A former executive at collapsed Chesterfield-based lender Live Well Financial has reached an agreement to end a dispute over the company’s bankrupt assets.
Eric Rohr, who served as the company’s chief financial officer from 2008 to 2018, reached an agreement with trustee David Carickhoff last week.
Rohr was among a group of defendants in a sweeping lawsuit filed by the trustee last summer seeking to recover hundreds of millions of dollars for Live Well creditors.
By targeting Rohr, the trustee sought to hold him financially responsible for his role in the alleged bond pricing scheme that led to Live Well’s demise, and to recover $3.5 million allegedly transferred to Rohr from Live Well in the last years of the company.
As part of the settlement, Rohr will pay $25,000 to the Live Well Estate, and will waive its right to make any future claims against the estate and any right to coverage under the Directors’ Liability Insurance Policy and company leaders.
He also agrees to cooperate with the trustee as Carickhoff continues to seek more funds from other insiders. This includes participating in interviews with the trustee’s camp and testifying when called.
Rohr, who could not be reached for comment, denied the trustee’s claims, according to the settlement document. The agreement allows Rohr to settle the dispute without admitting liability.
The settlement still needs to be approved by the bankruptcy court. Live Well’s Chapter 7 case takes place in Delaware, where the company had been incorporated.
Rohr served as Live Well’s chief financial officer from December 2008 to December 2018, six months before it was forced into bankruptcy by three of its biggest lenders.
In August 2019, Rohr pleaded guilty to federal criminal charges on a five-count indictment, including securities fraud, wire fraud, and bank fraud. These charges, brought by federal prosecutors, allege that Live Well wrongfully inflated the value of its reverse mortgage bond portfolio in order to trick its lenders into lending it more money than they normally would.
Rohr’s guilty plea agreement called for his cooperation in prosecuting Live Well founder and CEO Michael Hild, who has been hit with similar charges. Hild, who pleaded not guilty, was found guilty after a 3-week jury trial last summer. He continues to maintain his innocence and is set to plead his case for a possible acquittal or retrial next month.
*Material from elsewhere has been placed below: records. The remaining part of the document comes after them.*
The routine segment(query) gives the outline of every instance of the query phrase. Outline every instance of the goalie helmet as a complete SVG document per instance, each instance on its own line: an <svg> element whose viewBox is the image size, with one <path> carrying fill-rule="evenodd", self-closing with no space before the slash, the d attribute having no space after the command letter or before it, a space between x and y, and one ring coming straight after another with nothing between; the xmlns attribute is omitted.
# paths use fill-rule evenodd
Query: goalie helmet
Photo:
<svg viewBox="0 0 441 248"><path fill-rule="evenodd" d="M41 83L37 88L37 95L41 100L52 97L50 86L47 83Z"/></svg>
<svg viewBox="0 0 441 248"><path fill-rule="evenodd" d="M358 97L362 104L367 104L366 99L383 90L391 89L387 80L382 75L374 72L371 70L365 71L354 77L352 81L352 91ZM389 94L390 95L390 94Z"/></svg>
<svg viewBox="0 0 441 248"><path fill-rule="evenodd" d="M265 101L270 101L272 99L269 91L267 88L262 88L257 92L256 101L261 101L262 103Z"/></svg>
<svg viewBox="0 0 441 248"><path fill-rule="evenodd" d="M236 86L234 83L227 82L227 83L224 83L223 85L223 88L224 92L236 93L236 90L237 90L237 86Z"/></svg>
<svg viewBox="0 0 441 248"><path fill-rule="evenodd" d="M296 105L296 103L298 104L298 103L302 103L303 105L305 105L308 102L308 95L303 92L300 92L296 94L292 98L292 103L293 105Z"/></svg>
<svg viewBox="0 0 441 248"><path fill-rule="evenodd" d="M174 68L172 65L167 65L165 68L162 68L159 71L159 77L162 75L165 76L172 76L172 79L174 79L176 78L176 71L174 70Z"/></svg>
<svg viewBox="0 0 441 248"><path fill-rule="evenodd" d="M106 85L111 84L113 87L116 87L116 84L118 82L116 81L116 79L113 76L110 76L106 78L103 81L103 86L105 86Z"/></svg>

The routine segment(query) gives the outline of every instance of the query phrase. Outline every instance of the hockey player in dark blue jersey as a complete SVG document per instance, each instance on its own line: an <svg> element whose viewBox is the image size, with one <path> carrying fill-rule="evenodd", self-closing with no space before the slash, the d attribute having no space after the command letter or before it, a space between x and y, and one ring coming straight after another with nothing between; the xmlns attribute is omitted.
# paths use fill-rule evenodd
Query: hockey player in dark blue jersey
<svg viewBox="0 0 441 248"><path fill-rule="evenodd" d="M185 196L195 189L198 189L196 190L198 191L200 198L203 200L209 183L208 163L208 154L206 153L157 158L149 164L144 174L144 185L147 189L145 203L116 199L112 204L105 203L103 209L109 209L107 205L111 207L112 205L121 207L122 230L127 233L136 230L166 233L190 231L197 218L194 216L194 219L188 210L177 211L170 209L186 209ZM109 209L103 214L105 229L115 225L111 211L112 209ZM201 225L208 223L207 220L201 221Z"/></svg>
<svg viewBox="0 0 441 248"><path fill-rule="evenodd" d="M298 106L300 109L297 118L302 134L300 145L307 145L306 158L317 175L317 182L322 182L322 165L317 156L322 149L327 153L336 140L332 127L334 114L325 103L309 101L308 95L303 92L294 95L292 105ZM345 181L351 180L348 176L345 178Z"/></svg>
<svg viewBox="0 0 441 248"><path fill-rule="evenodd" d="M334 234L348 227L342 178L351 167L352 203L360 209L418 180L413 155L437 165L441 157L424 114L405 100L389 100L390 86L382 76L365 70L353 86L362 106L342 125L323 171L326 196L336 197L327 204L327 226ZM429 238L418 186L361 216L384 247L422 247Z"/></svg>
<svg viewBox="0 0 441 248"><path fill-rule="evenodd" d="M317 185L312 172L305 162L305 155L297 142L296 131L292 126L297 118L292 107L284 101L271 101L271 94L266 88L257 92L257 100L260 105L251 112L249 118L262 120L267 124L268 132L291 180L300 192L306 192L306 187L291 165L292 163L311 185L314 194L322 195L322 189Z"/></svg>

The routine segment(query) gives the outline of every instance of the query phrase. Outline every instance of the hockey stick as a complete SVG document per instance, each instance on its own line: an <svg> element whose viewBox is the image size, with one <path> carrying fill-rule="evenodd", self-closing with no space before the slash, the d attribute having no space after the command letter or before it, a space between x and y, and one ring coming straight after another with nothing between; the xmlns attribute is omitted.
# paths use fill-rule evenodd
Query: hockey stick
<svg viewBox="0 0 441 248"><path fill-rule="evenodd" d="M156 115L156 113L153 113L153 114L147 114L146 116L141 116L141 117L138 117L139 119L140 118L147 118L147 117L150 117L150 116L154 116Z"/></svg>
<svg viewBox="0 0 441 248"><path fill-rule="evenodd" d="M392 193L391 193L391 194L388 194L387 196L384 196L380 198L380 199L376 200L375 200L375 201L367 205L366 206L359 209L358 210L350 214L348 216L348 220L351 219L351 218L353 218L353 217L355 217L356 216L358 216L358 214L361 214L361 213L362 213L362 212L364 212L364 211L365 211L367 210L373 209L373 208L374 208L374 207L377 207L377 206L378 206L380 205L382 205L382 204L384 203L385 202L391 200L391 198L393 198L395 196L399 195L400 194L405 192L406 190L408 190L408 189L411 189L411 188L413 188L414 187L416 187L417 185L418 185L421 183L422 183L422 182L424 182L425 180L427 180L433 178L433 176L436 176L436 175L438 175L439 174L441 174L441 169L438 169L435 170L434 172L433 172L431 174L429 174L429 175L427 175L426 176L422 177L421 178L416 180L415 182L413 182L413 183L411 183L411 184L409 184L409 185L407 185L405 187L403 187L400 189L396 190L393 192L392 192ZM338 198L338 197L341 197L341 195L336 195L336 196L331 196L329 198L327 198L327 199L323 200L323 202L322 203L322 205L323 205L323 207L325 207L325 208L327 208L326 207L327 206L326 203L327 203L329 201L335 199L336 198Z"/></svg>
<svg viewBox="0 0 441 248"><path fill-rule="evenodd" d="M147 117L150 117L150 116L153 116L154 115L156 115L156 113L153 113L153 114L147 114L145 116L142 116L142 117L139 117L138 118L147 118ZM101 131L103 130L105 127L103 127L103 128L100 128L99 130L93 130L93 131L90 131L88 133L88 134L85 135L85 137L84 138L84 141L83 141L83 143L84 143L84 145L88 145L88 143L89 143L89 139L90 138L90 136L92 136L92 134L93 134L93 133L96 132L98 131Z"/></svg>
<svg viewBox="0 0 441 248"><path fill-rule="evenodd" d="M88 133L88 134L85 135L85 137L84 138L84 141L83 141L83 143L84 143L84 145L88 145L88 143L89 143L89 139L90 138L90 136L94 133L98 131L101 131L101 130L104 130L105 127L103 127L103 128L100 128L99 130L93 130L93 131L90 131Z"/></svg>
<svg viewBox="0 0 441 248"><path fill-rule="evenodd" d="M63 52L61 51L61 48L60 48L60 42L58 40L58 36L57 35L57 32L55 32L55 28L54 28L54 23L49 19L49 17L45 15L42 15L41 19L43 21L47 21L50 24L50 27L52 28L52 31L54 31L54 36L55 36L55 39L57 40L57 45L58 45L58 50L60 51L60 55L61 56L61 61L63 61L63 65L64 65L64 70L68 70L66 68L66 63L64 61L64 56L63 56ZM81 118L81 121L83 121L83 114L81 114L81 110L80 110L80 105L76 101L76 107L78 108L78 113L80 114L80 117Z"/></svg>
A settlement was also reached between the Live Well estate and Ernest Calabrese, who worked on the company’s bond trading desk from August 2014 to May 2019.
Calabrese has not been charged criminally or civilly by any federal authority related to Live Well, nor has he been formally sued by the bankruptcy trustee.
Despite this, Calabrese and his wife agreed to pay $43,000 to the estate based on the trustee’s claim that the bonuses paid by Live Well to Calabrese were based on inflated bond values.
The trustee remains in litigation with other defendants. Among them are Hild, his wife Laura and more than a dozen business entities connected to the couple, from which Carickhoff is seeking to recover a total of $110 million in damages. The trustee alleges that Hild plundered the fast-growing reverse mortgage company by staging the scheme and that Laura helped her husband hide the proceeds by parking them in LLCs, all of which were in Laura’s name.
The Hilds have yet to file a response to the trustee’s complaint.
The trustee also sued Darren Stumberger, the former bond trader at Live Well, who pleaded guilty to the same charges as Hild and Rohr and acted as a key witness in Hild’s case. Stumberger is also awaiting sentencing in his criminal case and has yet to file a response in the bankruptcy case.